I implemented ActiveRecord in PHP 4 back in 2005.
Rails was pretty new, and I didn't even know it existed. I also wasn't aware of an active record implementation in PHP, so I went ahead and implemented it myself.
Recently I ported my website to Python and after a few months of work, I discovered that I'd basically reimplemented Django... (not the whole thing obviously, not in a few months, but it was heading in that direction)
Pretty much everything i've tried to do in Java there's been a free and (usually) better wheel already made.
Well, I know people, that wrote an interpreted C-like language compiler/interpreter, and later on extended it with most of the C++ features, even templates and so.
I know people who tried to re-invent a "programming questions" web site into a chat forum for trading war stories.
Whilst doing my cs final project I had never heard of an orm so I spent ages (about 3 hours in student land) trying to write a mapping module.
Frameworks. Over the years, I've created several frameworks for text user interfaces, GUIs, web applications.
I once wrote a user-defined function in Oracle to capitalise the first letter of every word in a text string. I even called it F_INITCAP.
A javascript getElementById
method that surfed the DOM searching all the id attributes....
I am coding up my own blog ... that has to be the top of the "Most Reinvented Wheel".
I ever wrote a smtp server and found I can got many free implementations of smtp server after three months.
It happened twice with me.
along with the releaseof vs2005 and .net 2.0, we heavily used Datasets and Datareaders. I wrote two-way mapper with the help of Attributes, that mapped a Datarow to an entity object and Datatable into IList vice versa. Later when we learned about Linq2Sql I found that Linq2Sql mapping was also done the same way as I used to do.
In the second case, I wrote a logging module which was then superseded by Log4Net.
But sometimes I feel one should try to re-invent the wheel so that you learn from it. I'm often in situation where I'm hunting for interesting problems that I want to solve them to improve on my skills, knowledge and understanding of given technology or platform.
While in classic-asp days, you had to maintain the state of your forms manually, I once thought I'll write my own utility to persist the form-state across post-backs [at that time there was no term as 'postback'], I gave up this idea along with the first release of asp.net.

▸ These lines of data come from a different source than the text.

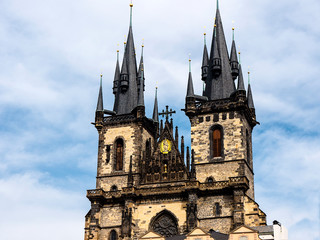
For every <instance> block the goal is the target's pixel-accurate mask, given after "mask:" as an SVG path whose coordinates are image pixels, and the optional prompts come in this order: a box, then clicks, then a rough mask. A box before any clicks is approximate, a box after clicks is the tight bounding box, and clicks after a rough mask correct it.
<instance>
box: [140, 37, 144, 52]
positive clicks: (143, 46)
mask: <svg viewBox="0 0 320 240" xmlns="http://www.w3.org/2000/svg"><path fill="white" fill-rule="evenodd" d="M143 49H144V39H142V44H141V56H143Z"/></svg>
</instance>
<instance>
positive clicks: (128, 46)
mask: <svg viewBox="0 0 320 240" xmlns="http://www.w3.org/2000/svg"><path fill="white" fill-rule="evenodd" d="M132 9H133V4H132V2H131V3H130V26H129V33H128V38H127V41H126V44H125V51H124V55H123V62H122V68H121V74H120V89H121V94H119V95H118V99H117V100H118V108H117V115H121V114H129V113H131V111H132V110H133V109H134V108H135V107H136V106H137V103H138V89H137V61H136V54H135V47H134V41H133V33H132Z"/></svg>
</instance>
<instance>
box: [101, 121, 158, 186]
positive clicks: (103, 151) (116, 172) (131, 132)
mask: <svg viewBox="0 0 320 240" xmlns="http://www.w3.org/2000/svg"><path fill="white" fill-rule="evenodd" d="M102 134H103V146H102V147H101V148H100V152H99V153H98V154H99V157H98V159H99V161H100V162H99V163H98V181H97V188H103V189H104V190H105V191H110V188H111V187H112V186H113V185H116V186H117V187H118V189H119V190H121V188H123V187H126V186H127V174H128V172H129V167H130V156H131V155H132V163H133V164H132V168H133V169H132V171H133V173H135V172H138V171H139V170H138V163H139V160H140V155H141V154H142V151H145V147H146V141H147V140H148V139H149V138H151V147H152V146H153V141H154V139H153V137H152V136H151V135H150V133H149V132H148V131H146V130H145V129H144V128H143V127H142V126H139V125H138V124H137V123H131V124H127V125H121V126H108V127H106V128H105V129H103V132H102ZM118 138H121V139H123V141H124V156H123V157H124V164H123V171H115V170H114V166H115V141H116V140H117V139H118ZM108 148H109V151H110V152H109V154H108V152H107V149H108ZM108 155H109V158H108Z"/></svg>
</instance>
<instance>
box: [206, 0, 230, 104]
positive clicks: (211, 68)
mask: <svg viewBox="0 0 320 240" xmlns="http://www.w3.org/2000/svg"><path fill="white" fill-rule="evenodd" d="M235 90H236V88H235V83H234V81H233V78H232V74H231V67H230V59H229V53H228V48H227V43H226V39H225V35H224V30H223V25H222V20H221V16H220V10H219V1H217V11H216V19H215V27H214V30H213V38H212V43H211V51H210V61H209V74H208V78H207V81H206V88H205V92H204V96H206V97H208V99H209V100H216V99H223V98H229V97H230V95H231V94H232V93H233V92H234V91H235Z"/></svg>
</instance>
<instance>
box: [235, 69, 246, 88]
mask: <svg viewBox="0 0 320 240" xmlns="http://www.w3.org/2000/svg"><path fill="white" fill-rule="evenodd" d="M237 90H244V91H245V90H246V89H245V87H244V81H243V74H242V67H241V64H239V76H238V88H237Z"/></svg>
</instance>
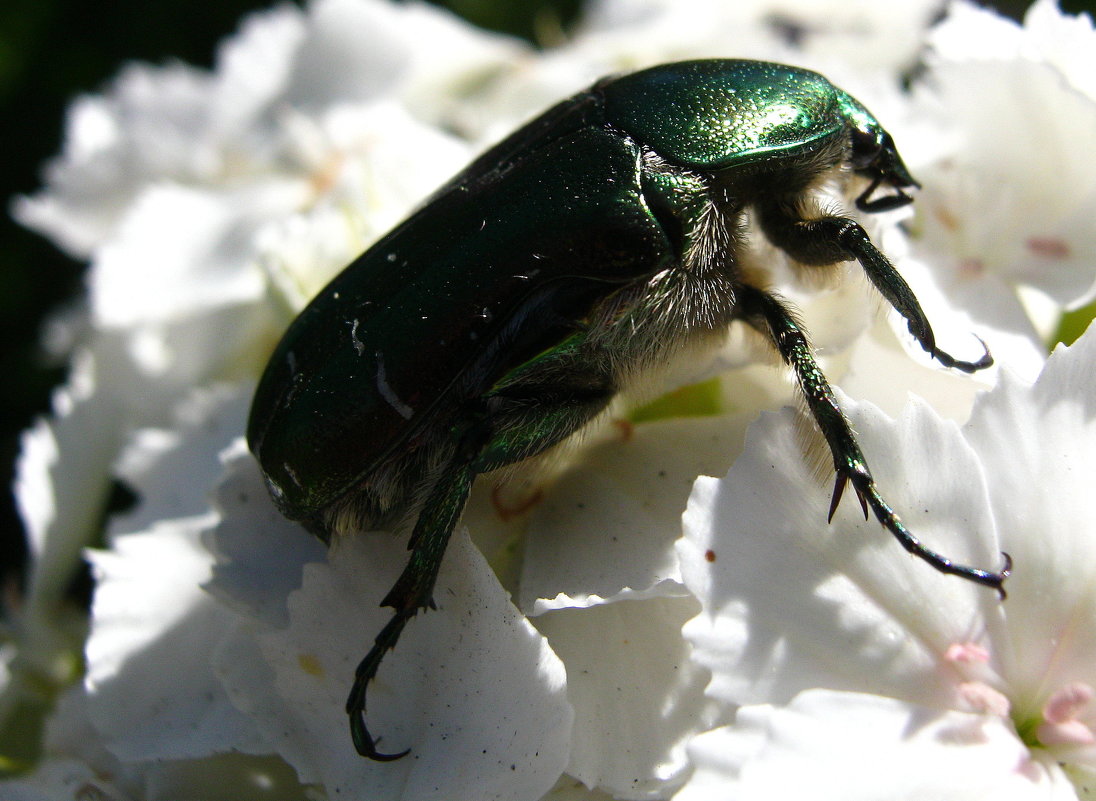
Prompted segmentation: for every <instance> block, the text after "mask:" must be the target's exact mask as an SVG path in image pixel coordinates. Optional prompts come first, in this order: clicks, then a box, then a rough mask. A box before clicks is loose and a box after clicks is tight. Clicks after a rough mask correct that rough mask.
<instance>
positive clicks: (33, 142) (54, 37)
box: [0, 0, 1096, 587]
mask: <svg viewBox="0 0 1096 801" xmlns="http://www.w3.org/2000/svg"><path fill="white" fill-rule="evenodd" d="M728 1H729V2H733V0H728ZM272 4H274V0H220V1H219V2H216V3H213V2H203V3H195V2H194V0H155V2H147V0H139V1H138V0H115V2H112V3H93V2H88V1H87V0H3V3H2V4H0V119H3V121H5V122H4V123H3V126H2V128H0V130H2V134H0V137H2V139H0V145H2V152H3V158H0V202H2V203H3V204H4V211H3V214H0V277H2V282H3V283H2V288H0V488H2V493H0V583H2V584H5V585H8V586H9V587H11V582H15V581H18V576H19V575H20V574H21V564H22V560H23V558H24V554H25V546H24V540H23V530H22V526H21V524H20V520H19V517H18V515H16V514H15V511H14V505H13V501H12V495H11V489H10V488H11V482H12V470H13V464H14V460H15V457H16V455H18V451H19V436H20V432H22V431H23V430H24V428H25V427H27V426H28V425H30V424H31V422H32V420H33V419H34V417H35V416H36V415H38V414H42V413H44V412H46V411H47V410H48V405H49V392H50V389H52V388H53V387H54V386H55V385H56V384H57V382H59V381H61V380H62V379H64V377H65V367H64V365H49V364H47V363H46V362H45V359H44V356H43V354H42V352H41V351H39V348H38V339H39V334H41V323H42V320H43V317H44V314H46V313H47V312H48V311H49V310H50V309H53V308H55V307H56V306H57V305H58V304H60V302H61V301H64V300H65V299H66V298H68V297H70V296H72V295H75V294H77V293H78V291H79V290H80V288H81V275H82V271H83V265H82V264H80V263H77V262H73V261H72V260H70V259H68V258H66V256H65V255H64V254H61V253H60V252H59V251H57V250H56V249H55V248H54V247H53V245H50V244H49V243H48V242H46V241H45V240H43V239H41V238H39V237H37V236H35V234H33V233H31V232H28V231H26V230H24V229H22V228H20V227H19V226H16V225H15V224H14V221H12V219H11V218H10V217H9V215H8V214H7V204H8V203H9V202H10V198H11V197H12V196H14V195H18V194H26V193H32V192H34V191H35V190H37V188H38V187H39V185H41V179H39V168H41V164H42V163H43V162H44V161H45V160H46V159H48V158H50V157H52V156H54V155H56V153H57V152H59V150H60V147H61V133H62V126H64V113H65V108H66V106H67V104H68V103H69V102H70V101H71V100H72V98H73V96H75V95H77V94H80V93H84V92H93V91H96V90H98V89H100V88H101V87H102V85H103V83H104V82H105V81H107V80H109V79H110V78H111V77H113V76H114V75H115V73H116V72H117V71H118V68H119V67H121V66H122V64H123V62H125V61H130V60H140V61H150V62H153V64H160V62H164V61H168V60H172V59H176V60H181V61H185V62H187V64H192V65H195V66H201V67H210V66H213V58H214V54H215V48H216V46H217V43H218V42H219V41H220V39H222V38H224V37H226V36H228V35H229V34H231V33H232V32H233V31H236V27H237V24H238V22H239V20H240V18H241V16H242V15H243V14H244V13H247V12H249V11H254V10H260V9H264V8H270V7H271V5H272ZM437 4H441V5H446V7H448V8H450V9H453V10H454V11H457V12H458V13H460V14H463V15H464V16H466V18H467V19H469V20H471V21H472V22H473V23H476V24H478V25H481V26H483V27H490V28H494V30H499V31H504V32H507V33H513V34H517V35H521V36H524V37H526V38H529V39H532V41H537V34H540V38H541V39H543V38H544V37H545V36H546V35H548V36H550V35H551V33H552V32H558V31H559V30H560V28H563V30H566V28H567V26H568V24H569V23H571V22H572V21H573V20H574V16H575V14H576V12H578V9H579V5H580V0H525V1H523V2H515V1H514V0H437ZM987 4H990V5H994V7H996V8H997V9H1000V10H1001V11H1002V12H1004V13H1007V14H1009V15H1012V16H1014V18H1016V19H1019V16H1020V15H1021V14H1023V12H1024V10H1025V9H1026V8H1027V7H1028V4H1029V2H1028V1H1027V0H1015V1H1009V0H1001V1H1000V2H994V3H987ZM1061 7H1062V8H1063V9H1064V10H1066V11H1069V12H1071V13H1076V12H1077V11H1088V12H1089V13H1092V10H1093V9H1094V8H1096V0H1075V1H1073V2H1070V1H1069V0H1064V1H1063V2H1062V3H1061Z"/></svg>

A full-text search engine.
Years later I've read about the inner workings of full-text search engines, realizing I had essentially re-invented them all over (Boolean queries, fuzzy search, proximity,...)
Every now and then I fall upon an old software project of mine, realizing most of it was just wheel-reinventing. Things that took me weeks could now be done in hours, using of-the-shelf open-source software components (that existed at the time...)
I'm too lazy to reinvent anything.
Although before we were able to get jQuery into our application at work, I reinvented quite a bit of that javascript.